Benefits to the projects include:

  • Objective and consistent requirements engineering tailoring recommendations
  • Specific requirements engineering and tailoring recommendations from a single application, thus reducing the need to search across various areas of organizational guidance
  • A self-assist model that helps ensure accessibility of guidance to the project
  • A basis for objective quality assurance at review points and milestones

The Future

The success of the Requirements Engineering Tailoring Application has extended well beyond the benefits it has provided to projects, who have welcomed it, and to BRRM, through its flexible yet repeatable reach approach to guidance delivery. The rule driven clarity it has brought to requirements engineering at the IRS has helped identify and spur further improvements in project specification standards and process streamlining opportunities.

The initiative has stirred the interest of other IRS standards organizations that provide guidance to projects. The tool and the approach it embodies have become enablers for better integration across all these standards and disciplines.

It is anticipated that the Requirements Engineering Tailoring Application will continue to evolve and the scope of “one-stop” project guidance will continue to expand. All players stand to win: the projects themselves, the larger program and architecture owners, the standards bodies that guide them both, and, as a result, the agency as a whole and ultimately the American taxpayer.

Art Moore, president of Clear Systems LLC, Business Methodology consultant and Business Rules Architect for the IRS Business Rules and Requirements Management Office, has over twenty-five years of systems experience, from systems development to IT strategic planning and practice management. Mr. Moore has focused extensively on assisting large projects and organizations to establish practical, integrated business analysis activities and specifications, including incorporation of business rule related artifacts, methods, tools and management practices. Mr. Moore is a contributing author to Business Rules Applied (Wiley, 2002), as well as The Business Rules Revolution (2006).Stephen S. Smith is a Senior Technical Business Consultant and Process Engineer with Science Applications International Corporation (SAIC). With almost 20 years of full life cycle system and software development, Mr.
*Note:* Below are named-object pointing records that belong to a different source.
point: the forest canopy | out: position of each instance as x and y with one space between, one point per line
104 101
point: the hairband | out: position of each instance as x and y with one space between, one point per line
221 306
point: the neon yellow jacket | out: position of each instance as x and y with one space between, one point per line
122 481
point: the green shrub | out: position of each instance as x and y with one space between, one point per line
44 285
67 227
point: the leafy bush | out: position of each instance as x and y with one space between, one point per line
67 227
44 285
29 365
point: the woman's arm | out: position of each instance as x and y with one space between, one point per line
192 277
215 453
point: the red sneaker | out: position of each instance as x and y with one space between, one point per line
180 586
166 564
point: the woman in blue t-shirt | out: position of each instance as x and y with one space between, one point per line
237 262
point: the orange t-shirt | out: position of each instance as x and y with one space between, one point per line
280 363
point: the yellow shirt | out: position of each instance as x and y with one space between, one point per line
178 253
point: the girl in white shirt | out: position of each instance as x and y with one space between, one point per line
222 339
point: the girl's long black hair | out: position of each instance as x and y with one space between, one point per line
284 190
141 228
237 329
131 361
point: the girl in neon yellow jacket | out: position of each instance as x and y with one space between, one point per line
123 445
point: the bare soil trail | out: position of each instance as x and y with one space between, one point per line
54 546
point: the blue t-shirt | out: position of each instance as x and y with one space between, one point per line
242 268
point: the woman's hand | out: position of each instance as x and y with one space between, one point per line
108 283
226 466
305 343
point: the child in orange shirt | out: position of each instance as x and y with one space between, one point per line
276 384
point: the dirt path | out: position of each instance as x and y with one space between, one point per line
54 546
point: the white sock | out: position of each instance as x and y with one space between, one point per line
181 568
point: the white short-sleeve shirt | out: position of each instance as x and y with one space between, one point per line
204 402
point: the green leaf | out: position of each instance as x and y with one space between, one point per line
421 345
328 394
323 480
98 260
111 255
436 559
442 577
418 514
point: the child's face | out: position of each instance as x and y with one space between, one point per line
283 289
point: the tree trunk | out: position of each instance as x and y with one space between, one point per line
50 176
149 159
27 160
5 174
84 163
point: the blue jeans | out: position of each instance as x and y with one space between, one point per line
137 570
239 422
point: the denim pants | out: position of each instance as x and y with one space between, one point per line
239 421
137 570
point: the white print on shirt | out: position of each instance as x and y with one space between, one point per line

Smith has been engaged most of that time with process improvement activities both within SAIC and to external organizations. His experiences have left him well steeped in implementing the Capability Maturity Model Integration (CMMI) best practices for projects, as well as serving as an appraiser for Software Engineering Institute (SEI) Standard CMMI Appraisal Method for Process Improvement (SCAMPI) Maturity Level 2 and 3 appraisals.